Lack of Formation in Fortitude
The better part of courage (or fortitude) is endurance, says Aquinas, because endurance requires you to stand and accept blows over time, where as the other part of courage, attack, only requires that you charge into battle. A number of commentators, notably Jonathan Haidt, have already made the case that there is a lack of resilience in young people because parents have not allowed children to struggle and face hardship. Of course this is a generalization, and many children have faced hardship. But on the whole, I think the idea that contemporary children are sheltered from danger is mostly accurate. Haidt’s saying is that we’ve been too protective in the real world and not protective enough in the online world. There’s something to that. I believe I’ve told this story before, but when my son was younger, my wife sent him to walk from the college gym to our home a few blocks away.

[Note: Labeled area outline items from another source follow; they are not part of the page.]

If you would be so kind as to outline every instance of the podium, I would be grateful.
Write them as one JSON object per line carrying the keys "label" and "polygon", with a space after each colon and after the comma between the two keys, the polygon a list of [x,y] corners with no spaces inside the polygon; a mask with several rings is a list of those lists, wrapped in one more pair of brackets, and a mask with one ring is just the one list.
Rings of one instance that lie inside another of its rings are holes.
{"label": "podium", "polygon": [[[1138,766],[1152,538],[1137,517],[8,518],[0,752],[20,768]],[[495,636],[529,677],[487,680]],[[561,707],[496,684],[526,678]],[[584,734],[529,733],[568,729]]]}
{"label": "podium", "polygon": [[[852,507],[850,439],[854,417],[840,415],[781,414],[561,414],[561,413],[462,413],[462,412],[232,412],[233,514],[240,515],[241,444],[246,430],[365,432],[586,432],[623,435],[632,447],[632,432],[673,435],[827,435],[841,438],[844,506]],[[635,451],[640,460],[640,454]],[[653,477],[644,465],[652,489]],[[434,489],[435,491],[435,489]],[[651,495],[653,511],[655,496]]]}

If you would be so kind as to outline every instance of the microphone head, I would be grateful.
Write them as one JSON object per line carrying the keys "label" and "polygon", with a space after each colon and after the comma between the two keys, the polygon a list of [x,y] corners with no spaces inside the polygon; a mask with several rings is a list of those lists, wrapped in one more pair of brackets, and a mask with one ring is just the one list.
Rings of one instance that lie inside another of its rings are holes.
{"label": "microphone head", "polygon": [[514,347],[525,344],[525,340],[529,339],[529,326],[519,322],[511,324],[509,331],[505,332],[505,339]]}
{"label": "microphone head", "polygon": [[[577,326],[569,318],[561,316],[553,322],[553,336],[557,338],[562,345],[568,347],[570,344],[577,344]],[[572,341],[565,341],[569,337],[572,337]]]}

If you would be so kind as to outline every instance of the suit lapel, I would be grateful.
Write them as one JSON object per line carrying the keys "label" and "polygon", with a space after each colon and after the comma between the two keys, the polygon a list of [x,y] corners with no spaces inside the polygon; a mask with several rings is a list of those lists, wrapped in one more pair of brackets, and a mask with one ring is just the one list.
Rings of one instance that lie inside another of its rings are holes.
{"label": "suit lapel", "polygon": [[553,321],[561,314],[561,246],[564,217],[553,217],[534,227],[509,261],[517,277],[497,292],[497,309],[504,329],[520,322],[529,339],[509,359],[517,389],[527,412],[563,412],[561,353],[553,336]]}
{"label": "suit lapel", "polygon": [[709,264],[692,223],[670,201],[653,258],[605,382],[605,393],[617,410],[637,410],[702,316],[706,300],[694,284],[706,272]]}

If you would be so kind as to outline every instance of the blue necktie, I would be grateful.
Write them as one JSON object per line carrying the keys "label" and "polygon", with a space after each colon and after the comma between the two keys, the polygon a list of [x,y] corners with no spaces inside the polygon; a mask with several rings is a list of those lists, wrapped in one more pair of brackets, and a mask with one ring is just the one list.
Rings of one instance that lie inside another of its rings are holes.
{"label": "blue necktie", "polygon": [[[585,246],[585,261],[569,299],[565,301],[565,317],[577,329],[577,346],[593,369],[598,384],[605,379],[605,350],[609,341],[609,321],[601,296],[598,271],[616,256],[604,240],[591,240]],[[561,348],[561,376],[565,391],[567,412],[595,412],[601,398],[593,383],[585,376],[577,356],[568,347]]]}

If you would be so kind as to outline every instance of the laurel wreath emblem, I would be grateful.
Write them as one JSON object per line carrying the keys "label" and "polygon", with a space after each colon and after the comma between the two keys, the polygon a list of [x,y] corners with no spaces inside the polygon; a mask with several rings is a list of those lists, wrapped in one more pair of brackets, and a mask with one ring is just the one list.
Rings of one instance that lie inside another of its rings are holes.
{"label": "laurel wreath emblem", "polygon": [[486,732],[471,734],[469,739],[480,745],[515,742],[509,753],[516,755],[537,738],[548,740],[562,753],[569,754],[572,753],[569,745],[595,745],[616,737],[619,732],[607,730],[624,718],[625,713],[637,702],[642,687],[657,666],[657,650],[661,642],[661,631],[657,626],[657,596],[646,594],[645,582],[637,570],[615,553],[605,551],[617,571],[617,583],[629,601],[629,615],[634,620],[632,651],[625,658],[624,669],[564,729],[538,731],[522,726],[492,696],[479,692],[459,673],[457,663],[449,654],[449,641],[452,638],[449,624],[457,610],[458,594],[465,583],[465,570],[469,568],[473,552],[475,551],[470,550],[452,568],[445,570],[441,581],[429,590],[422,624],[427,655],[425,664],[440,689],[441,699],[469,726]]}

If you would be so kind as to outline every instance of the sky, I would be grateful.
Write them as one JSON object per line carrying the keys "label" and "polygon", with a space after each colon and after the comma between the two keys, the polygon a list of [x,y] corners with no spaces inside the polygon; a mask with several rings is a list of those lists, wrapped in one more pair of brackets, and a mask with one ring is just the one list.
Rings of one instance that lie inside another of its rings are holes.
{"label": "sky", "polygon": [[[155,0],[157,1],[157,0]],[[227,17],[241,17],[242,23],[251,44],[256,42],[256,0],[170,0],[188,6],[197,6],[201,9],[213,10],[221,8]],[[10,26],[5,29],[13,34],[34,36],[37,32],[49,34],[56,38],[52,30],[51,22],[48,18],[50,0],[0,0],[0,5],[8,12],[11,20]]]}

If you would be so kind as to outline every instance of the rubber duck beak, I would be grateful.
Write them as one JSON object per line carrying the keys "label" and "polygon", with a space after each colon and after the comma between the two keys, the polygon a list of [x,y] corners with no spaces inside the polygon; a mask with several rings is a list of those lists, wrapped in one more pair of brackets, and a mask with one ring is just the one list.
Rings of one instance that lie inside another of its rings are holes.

Before he got there he was stopped by campus police who brought him back to my wife. My son was more than capable of walking home by himself. But our safety-centric society was hostile toward it. The natural consequence of a safety-centric society is that young people grow up not facing risks. Whether those are the risks of failing a test, being rejected for a date, getting lost on a drive, or getting hurt. The difficulty is that adulthood requires you to take risks. And that can create anxiety and a lack of flourishing.
Response
Mentors
I know I’ve beat this drum over and over again, but young people need safe, loving, kind, godly mentors. They need people around them who will invite them into healthy risks, who will help them discern what’s a healthy risk and what’s an unhealthy risk. They need safe adults who will tell them that it’s okay to reassess their youth. They need someone who can point them to a good therapist and who will pray for them. They need someone who can teach them that they don’t need to choose The One Right Career. They just need to make a wise choice that glorifies God and move on with life. A healthy church and a good Christian liberal arts college should provide space for these kinds of relationships.
Community
But a mentor can’t do everything. There needs to be a community of people supporting the young person. This is where the local church can be so valuable. Notably, in
’s analysis, young people who are spiritual and religious score much better on flourishing markers. The reality is that no young person should ever launch out into adulthood “on their own.” We live and move in community. And a community should help us mature. A healthy church community should help contest the constant shifting social, ethical, and political norms of our society, giving the young person stability—not a self-generated stability, but a stability grounded in a community that is grounded in the truth of the gospel.Young people will always struggle to become adults. It’s just awkward. It is what it is. But I think we can do more to aid young people in making this transition. What I worry about is who will guide young people. Someone will guide them. The question is, who? Will they be guided by voices on the Internet? YouTube and social media? Or by people who care for them as individuals? Growing up is hard. I tried it once, I know. Look out for people entering the shock of adulthood. See how you can help them. They need all the help they can get.